Hird is still clinging to faint hope Caroline Wilson
The Age
August 27, 2013 Late on Monday, Hird was still fighting for his standing and, more pertinently, his job. He had given some small piece of ground but refused to see how derelict his football department had been in its duty. Before heading into the AFL, he was still clinging to the belief he could coach Essendon next season.
Elsewhere in Melbourne, those AFL player managers with Bombers on their books were finally meeting as a group and discussing long-term medical and legal strategies for their players with their union. AFL Players Association chief Matt Finnis on Monday wrote to all footballers who had been part of the pharmacological experiment offering independent help.
Co-major Essendon sponsor True Value Solar, whose seven-figure Essendon contract expires in October, was considering its options while smaller commercial backers did the same. The wording of the final charges accepted by Essendon was also being micro-managed. Kia's multimillion-dollar deal with the club, which runs until 2016, is understood to include caveats regarding banned drugs.
In the first significant shift since this saga was revealed in February, Hird said after the Carlton win he might be suspended from coaching. In a dramatic night for the club that will count for nought in terms of the season, but meant so much to the coach and his chairman, Paul Little, he then fronted the media for what began as an interview but finished up a fireside chat.
Journalists, perhaps mindful of interviewing Hird the coach for the last time and acutely aware of his teenage daughter seated among them, allowed Hird to state categorically that his players had been cleared by ASADA.
Hird was not challenged when he spoke of the leaks that had punctuated this story, nor when he calculated he was guilty of 1 per cent of all he had been accused of. He said he and his club were as one.
This last statement should have been challenged at least.

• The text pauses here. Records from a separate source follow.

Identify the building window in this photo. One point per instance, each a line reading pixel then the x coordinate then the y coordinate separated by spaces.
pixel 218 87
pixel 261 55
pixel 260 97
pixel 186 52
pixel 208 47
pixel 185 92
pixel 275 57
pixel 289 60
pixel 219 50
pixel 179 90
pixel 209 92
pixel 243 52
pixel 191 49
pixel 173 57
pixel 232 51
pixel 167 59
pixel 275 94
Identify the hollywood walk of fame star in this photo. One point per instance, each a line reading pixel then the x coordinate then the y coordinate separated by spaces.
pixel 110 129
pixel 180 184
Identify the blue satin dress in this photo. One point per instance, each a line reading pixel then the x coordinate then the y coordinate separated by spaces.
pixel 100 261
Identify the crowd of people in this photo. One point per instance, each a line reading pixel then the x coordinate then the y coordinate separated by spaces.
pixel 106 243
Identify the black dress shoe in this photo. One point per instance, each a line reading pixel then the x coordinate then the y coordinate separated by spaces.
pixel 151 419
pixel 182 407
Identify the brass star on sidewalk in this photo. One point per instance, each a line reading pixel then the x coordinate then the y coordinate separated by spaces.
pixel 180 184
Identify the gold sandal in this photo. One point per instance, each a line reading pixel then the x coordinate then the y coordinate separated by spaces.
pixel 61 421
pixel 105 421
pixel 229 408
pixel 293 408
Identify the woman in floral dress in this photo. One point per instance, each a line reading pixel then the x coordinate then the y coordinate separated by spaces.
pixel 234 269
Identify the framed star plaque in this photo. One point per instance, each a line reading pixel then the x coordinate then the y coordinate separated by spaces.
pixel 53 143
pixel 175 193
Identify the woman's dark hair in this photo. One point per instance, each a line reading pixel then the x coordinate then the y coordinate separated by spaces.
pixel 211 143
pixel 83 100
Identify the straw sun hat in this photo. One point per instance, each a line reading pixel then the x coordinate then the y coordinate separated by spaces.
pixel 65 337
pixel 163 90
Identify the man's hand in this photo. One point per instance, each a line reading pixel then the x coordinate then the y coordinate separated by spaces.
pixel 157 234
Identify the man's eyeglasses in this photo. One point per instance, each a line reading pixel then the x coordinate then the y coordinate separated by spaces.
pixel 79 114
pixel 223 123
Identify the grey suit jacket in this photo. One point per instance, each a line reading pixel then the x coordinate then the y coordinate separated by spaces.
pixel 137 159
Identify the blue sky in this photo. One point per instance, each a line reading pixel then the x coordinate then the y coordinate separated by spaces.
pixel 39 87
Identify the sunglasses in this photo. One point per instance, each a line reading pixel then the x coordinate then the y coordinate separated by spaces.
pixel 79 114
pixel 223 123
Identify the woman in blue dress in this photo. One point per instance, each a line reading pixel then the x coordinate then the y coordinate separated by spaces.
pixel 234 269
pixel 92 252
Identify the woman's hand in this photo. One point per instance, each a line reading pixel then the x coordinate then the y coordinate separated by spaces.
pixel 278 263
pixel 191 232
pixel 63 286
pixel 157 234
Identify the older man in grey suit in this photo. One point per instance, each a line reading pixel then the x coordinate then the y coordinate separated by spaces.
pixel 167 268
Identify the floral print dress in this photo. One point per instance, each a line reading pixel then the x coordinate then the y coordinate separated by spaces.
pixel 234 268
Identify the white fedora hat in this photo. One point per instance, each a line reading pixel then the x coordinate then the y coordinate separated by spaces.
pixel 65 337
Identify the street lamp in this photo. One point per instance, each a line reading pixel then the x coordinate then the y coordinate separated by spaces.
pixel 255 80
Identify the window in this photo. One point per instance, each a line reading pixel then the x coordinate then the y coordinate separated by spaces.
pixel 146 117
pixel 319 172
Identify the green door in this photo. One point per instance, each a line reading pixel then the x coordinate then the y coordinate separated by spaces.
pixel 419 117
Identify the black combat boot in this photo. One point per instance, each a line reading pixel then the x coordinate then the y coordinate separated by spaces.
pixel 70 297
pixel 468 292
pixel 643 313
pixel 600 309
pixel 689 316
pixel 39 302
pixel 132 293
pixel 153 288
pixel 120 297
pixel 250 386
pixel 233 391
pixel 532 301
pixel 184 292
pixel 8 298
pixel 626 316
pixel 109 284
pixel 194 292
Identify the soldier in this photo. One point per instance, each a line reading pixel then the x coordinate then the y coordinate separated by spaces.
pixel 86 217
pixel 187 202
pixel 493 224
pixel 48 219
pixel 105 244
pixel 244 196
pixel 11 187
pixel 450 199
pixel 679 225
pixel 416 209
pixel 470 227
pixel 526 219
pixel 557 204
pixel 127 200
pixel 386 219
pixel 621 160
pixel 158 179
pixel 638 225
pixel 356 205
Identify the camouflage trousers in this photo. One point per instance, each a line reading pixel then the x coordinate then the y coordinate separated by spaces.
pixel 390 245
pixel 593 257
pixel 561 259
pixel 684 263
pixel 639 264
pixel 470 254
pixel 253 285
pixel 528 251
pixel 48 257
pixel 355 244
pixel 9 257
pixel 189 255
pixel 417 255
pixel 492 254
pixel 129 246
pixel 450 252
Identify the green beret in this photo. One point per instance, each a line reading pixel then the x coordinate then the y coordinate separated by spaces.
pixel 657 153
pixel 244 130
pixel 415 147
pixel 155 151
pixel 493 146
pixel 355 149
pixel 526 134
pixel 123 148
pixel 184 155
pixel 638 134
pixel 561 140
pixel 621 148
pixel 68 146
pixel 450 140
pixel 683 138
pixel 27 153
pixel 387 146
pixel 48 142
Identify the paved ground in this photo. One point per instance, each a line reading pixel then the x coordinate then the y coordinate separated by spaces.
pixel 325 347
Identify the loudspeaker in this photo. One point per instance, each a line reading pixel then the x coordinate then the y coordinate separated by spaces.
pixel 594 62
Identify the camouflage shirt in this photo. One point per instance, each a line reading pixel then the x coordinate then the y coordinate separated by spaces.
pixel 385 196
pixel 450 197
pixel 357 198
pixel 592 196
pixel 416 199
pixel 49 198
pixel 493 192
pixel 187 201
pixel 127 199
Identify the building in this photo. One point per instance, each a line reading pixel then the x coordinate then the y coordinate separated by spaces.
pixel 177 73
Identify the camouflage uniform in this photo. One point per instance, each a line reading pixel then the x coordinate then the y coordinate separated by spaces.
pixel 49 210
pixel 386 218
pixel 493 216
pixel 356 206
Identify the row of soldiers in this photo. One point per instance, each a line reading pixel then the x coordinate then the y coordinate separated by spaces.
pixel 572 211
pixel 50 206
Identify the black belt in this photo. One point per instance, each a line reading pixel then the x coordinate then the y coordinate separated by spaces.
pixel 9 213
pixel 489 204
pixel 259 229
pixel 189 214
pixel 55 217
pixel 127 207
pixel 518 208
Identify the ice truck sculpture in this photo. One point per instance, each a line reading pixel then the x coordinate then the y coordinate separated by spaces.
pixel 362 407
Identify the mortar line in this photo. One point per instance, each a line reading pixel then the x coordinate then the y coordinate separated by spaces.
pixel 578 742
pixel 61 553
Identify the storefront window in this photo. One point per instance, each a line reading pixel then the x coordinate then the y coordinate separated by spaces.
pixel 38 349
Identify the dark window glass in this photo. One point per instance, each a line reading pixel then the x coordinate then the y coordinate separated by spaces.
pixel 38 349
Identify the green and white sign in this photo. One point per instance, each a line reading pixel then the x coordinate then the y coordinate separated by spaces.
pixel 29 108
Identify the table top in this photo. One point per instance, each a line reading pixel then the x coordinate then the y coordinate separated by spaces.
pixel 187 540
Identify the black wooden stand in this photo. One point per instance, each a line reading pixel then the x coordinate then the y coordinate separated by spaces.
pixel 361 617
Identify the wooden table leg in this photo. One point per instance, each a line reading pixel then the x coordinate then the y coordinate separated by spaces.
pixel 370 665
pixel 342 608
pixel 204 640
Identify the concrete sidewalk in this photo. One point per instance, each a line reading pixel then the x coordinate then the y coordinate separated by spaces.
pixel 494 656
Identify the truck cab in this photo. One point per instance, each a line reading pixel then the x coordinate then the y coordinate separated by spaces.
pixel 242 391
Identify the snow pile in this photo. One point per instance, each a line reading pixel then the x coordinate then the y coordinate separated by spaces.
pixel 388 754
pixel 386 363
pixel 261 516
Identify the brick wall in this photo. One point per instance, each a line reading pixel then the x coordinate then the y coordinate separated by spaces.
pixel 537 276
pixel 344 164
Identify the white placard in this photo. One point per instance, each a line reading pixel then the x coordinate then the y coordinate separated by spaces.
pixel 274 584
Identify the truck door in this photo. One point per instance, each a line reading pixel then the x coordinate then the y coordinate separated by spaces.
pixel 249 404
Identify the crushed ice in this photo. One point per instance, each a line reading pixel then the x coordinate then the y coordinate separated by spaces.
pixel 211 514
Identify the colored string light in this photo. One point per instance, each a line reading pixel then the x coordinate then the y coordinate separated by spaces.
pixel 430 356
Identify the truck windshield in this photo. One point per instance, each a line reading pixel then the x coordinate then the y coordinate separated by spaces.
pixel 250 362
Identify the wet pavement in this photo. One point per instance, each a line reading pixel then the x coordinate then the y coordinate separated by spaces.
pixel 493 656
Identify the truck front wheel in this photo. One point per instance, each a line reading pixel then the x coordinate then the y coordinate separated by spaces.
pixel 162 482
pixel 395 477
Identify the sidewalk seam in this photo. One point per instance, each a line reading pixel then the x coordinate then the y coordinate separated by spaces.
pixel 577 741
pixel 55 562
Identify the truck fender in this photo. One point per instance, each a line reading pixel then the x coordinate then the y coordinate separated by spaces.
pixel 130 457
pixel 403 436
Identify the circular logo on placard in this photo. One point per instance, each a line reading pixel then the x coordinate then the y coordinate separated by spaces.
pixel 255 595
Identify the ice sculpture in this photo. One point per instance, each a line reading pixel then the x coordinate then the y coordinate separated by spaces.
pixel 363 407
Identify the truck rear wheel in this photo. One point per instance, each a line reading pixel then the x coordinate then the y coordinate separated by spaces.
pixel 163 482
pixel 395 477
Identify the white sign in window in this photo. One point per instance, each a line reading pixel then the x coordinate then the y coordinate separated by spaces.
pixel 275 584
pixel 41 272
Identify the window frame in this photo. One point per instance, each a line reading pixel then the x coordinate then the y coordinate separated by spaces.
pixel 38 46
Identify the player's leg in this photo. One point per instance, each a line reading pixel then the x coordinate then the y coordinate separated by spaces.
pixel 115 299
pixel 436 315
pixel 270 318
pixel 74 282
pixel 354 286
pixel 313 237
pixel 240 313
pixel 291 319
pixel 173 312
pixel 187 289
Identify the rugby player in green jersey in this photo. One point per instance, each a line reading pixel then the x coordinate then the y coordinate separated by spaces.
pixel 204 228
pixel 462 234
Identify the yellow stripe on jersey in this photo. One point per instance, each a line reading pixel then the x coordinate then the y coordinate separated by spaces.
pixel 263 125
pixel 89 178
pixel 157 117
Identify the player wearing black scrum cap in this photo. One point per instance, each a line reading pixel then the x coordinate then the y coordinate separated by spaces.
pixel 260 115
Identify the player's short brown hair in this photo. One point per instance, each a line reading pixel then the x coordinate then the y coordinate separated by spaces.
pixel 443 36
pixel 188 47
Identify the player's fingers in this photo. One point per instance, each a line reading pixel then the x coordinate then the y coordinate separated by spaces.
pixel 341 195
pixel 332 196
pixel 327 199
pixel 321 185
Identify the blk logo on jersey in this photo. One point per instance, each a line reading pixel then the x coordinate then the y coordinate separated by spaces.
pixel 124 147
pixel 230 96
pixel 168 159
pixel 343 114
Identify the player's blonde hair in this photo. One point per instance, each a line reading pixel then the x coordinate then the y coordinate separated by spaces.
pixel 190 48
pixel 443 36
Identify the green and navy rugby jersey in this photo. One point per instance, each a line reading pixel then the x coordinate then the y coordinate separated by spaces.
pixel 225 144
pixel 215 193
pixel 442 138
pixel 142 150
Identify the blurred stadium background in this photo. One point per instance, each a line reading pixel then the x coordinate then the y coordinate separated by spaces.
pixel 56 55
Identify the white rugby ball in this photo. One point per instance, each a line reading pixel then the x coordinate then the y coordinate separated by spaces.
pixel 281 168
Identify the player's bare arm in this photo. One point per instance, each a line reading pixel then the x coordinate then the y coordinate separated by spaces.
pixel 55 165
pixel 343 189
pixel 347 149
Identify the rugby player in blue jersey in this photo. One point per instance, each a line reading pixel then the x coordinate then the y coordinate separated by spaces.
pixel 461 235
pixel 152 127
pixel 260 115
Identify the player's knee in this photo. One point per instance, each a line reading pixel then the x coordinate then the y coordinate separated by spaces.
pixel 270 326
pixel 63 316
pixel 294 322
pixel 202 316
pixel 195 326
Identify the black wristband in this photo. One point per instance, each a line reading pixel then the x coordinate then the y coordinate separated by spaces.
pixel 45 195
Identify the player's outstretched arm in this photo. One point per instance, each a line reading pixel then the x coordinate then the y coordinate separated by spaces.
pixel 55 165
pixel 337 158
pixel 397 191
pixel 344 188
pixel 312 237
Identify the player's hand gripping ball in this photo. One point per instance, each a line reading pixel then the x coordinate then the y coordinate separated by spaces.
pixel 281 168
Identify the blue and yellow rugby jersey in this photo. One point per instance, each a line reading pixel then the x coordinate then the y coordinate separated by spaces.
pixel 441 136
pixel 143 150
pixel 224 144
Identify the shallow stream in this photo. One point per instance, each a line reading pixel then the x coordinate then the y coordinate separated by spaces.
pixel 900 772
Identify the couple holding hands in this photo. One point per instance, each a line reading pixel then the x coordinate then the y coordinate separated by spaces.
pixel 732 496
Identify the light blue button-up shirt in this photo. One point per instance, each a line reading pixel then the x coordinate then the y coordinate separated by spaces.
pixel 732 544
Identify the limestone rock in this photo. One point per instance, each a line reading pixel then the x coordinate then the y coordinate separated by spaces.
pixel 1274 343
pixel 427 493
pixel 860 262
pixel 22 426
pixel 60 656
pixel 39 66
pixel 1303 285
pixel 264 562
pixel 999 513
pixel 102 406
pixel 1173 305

Hird has been one, if not the only major impediment to the AFL's resolution with Essendon, a resolution observers increasingly feared could be softened in the interests of expediency with the finals and the 2013 Brownlow Medal count and all manner of other football award ceremonies around the corner.
Hird said he would happily take a hit if it meant his players could be exonerated and if his club could escape sanctions. No one can guarantee the former and the latter was never going to happen.
The rest of the competition demands Essendon is punished as no club has ever been punished and the AFL has to make a statement regarding the duty of care to footballers. Anything less than two years devoid of early draft picks would prove an insult.